The bus juddered forth and the fields outside, as the rainbow had done moments earlier, faded into the background her mind spinning backwards.
1966
‘Oh, Aunty Nono, Uncle Malachy! It’s gorgeous, so it is.’ Emer with a party hat perched precariously on top of her dark head held the sterling silver cross pendant up to the light. Her dark brown eyes were shining. The jeweller’s box along with the birthday card they’d chosen for her were open on the table in front of the place they all thought of as hers at the table.
Noreen and Malachy exchanged pleased glances with one another. They’d made a special trip into town to Longford’s the Jewellers last Friday having got young Seamus, who helped out after school with the deliveries, to man the fort for them. Off they’d tootled in their little white van that Malachy used to collect the fresh produce from the markets over in Culdoon. Noreen never had learned to drive. She’d sat enjoying the ride with her handbag perched on her knee, feeling very smart in her
new green, boiled wool coat and matching hat.
Longford’s was the same jewellery shop from where they’d bought their wedding bands all those years ago and Noreen had been nostalgic as she stepped over the threshold, the memories of their younger selves washing over her. Mr Longford Senior had retired but his son had taken over the family business He was the spit of his father which was rather unnerving because it had made Noreen feel as though time had stood still inside the doors of store until she’d caught sight of her and Malachy in the reflection of the glass cabinet. Mr Longford Junior had been happy to show them his range of necklaces, in particular those suitable for a young lady.
It had been Malachy’s idea to get Emer a pendant. He wanted her to have something she could keep. Sixteen was an awkward age from memory, he’d said, turning the open sign to closed on the door of their convenience store a fortnight before. It would be nice to get her something that made her feel like a young lady and what did Noreen think to a necklace of some sort. Noreen had been proud of her husband. He was such a wonderfully, thoughtful man.
They’d spent an age pouring over the tray in Longford’s wanting to get it right because sixteen was an awkward age in more ways than one, and girls these days knew what they liked.

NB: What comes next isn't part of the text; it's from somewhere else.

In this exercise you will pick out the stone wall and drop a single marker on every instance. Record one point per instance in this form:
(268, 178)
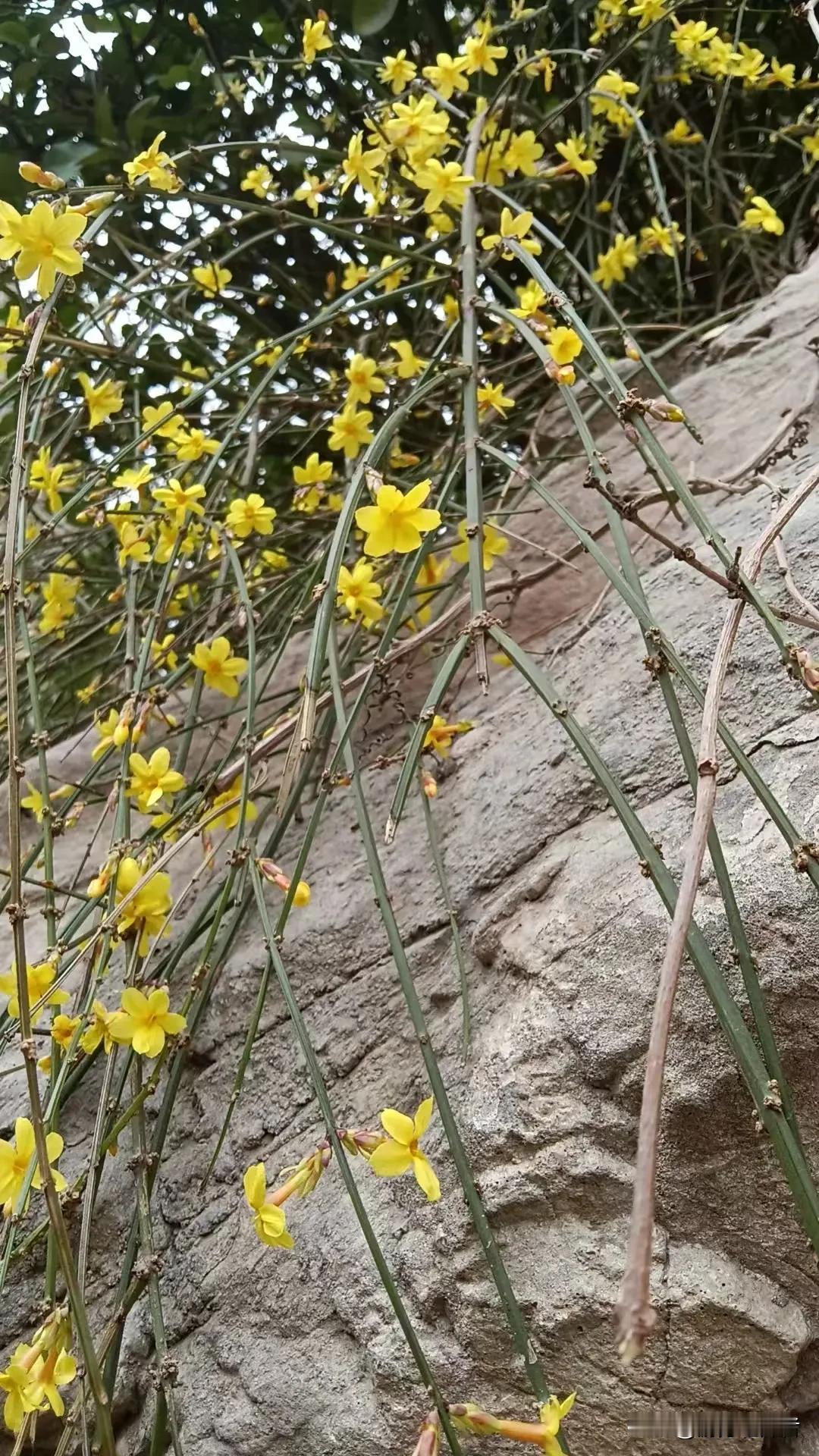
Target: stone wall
(299, 1353)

Malachy had something in mind that wouldn’t snap if Emer forgot to take it off when she was sleeping; she tended on the forgetful side he explained to Mr Longford, who told them he knew exactly the sort of thing they were after. He was the father of three girls himself he’d informed them, steering them toward a chain that while strong was not chunky. The cross they decided on was small and delicate. Emer would wear it not the other way around which was as it should be, Noreen thought. She didn’t like ostentatious jewellery. Malachy had looked to her and she’d nodded that yes, the chain and the cross were just right. The pendant was placed with satisfying finesse into a pale lavender box with a silk lining and Noreen was sure Mr Longford’s ears had twitched as she turned to Malachy and said, ‘You know we’ll have to do the same for the others when they turn sixteen don’t you. We can’t be seen to have favourites.’ Malachy had agreed with her. It didn’t need to be said that while they couldn’t be seen to have a favourite niece or nephew it didn’t mean they didn’t have one.